Usually, a herniated disc will make itself felt by frequently inducing a back pain of some kind. The pain might be irregular, oscillating between the person feeling like their condition is getting better to like it is getting worse.  A few signs that one might want to look out for would be:

  • weakness
  • tingling
  • arm or leg pain

Immediate medical attention would be required if the individual experiences:

  • difficulty when urinating
  • inability to engage in their daily routine
  • loss of sensation in the inner things, legs or around the rectum area

See a doctor if you are experiencing neck pain or back pain that gives you the sensation that it is spreading down to your legs.

Causes of a Herniated Disc

It is most often the case that a herniated disc will be related to the process of aging. Over time gradual disc degeneration happens because of the spinal discs losing water, and implicitly flexibility, which makes them more probable to tear or fissure.

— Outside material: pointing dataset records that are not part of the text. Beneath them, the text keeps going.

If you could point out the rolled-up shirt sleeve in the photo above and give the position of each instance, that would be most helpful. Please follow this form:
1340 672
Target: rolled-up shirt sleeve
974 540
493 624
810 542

A few factors that might increase the chances of a herniated disc are:

  • excess body weight
  • constant pulling, pushing, lifting, bending or twisting
  • genetics

For the most part, the cause of a herniated disc cannot be exactly established especially since unforeseen circumstances, such as a predisposition for disc vulnerability in the family, or a physical incident, like a severe fall or collision, might as well contribute to it.

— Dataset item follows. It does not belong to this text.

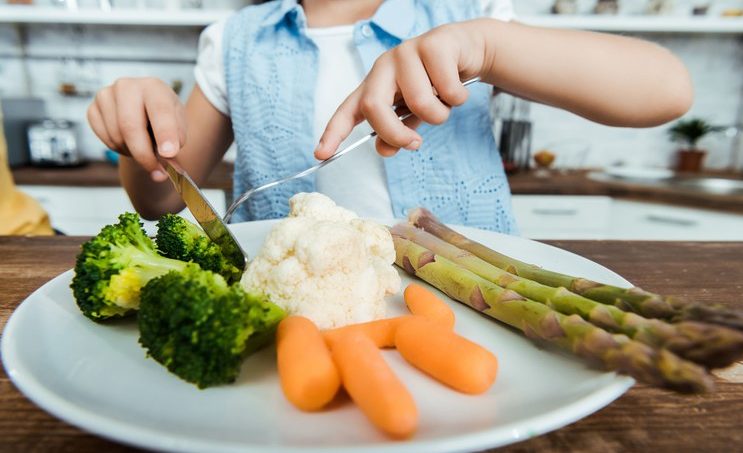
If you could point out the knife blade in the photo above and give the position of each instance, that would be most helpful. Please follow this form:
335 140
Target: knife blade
205 214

Diagnosis of a Herniated Disc

Most of the time, it will suffice to have a physical exam and to provide access to personal medical history in order for your doctor to reach a diagnosis. Initially, your doctor will be interested to check your:

  • ability to walk
  • muscle strength and flexibility
  • reflexes
  • response to vibration or light touch

If the results are inconclusive, further tests will be suggested, such as:

  • nerve testing
  • X-rays
  • CT scan
  • MRI
  • myelogram

Treatment of a Herniated Disc

After having followed the instructions assigned by your doctor, often consisting of a combination of physical exercises and medication most individuals will stop feeling pain after a few days or weeks.

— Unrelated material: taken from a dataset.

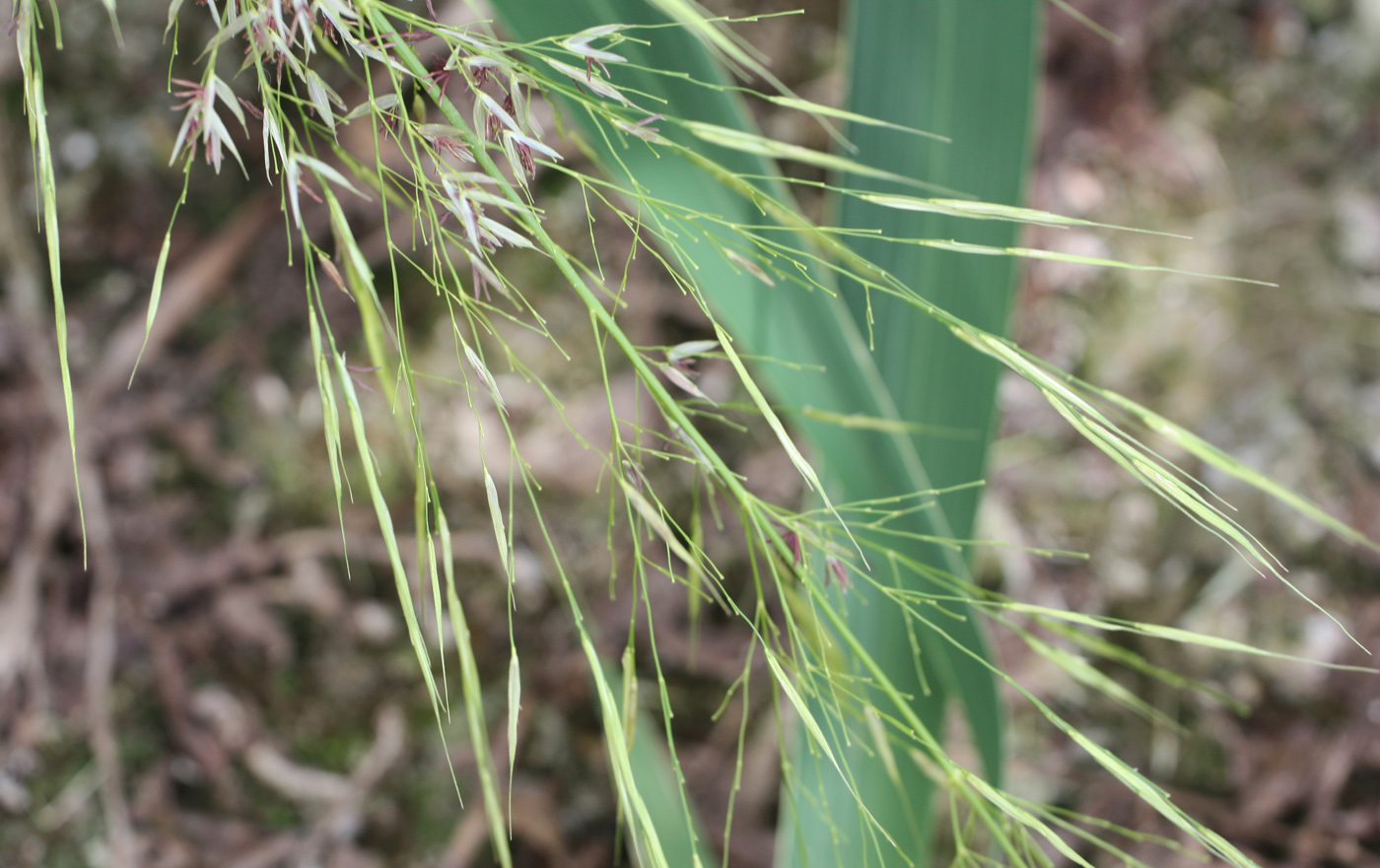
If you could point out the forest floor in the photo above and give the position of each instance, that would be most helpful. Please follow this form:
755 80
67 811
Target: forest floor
204 679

In terms of medication, the most common ones would be:

  • muscle relaxers
  • narcotics
  • anticonvulsants
  • cortisone injections

Alternative medicine could also accompany the recovery process, involving:

  • massage
  • yoga
  • acupuncture
  • chiropractic

It is only when all else fails that surgery is to be considered, and the advantages should be attentively contrasted with the potential harm since there is no 100% certainty that the surgery will relieve the patient of the pain. Should the surgery take place, one would have to consistently follow the post-surgery regimen designed by their doctor since it will specify which activities the individual will be able to engage in and which they will have to postpone due to rehabilitation.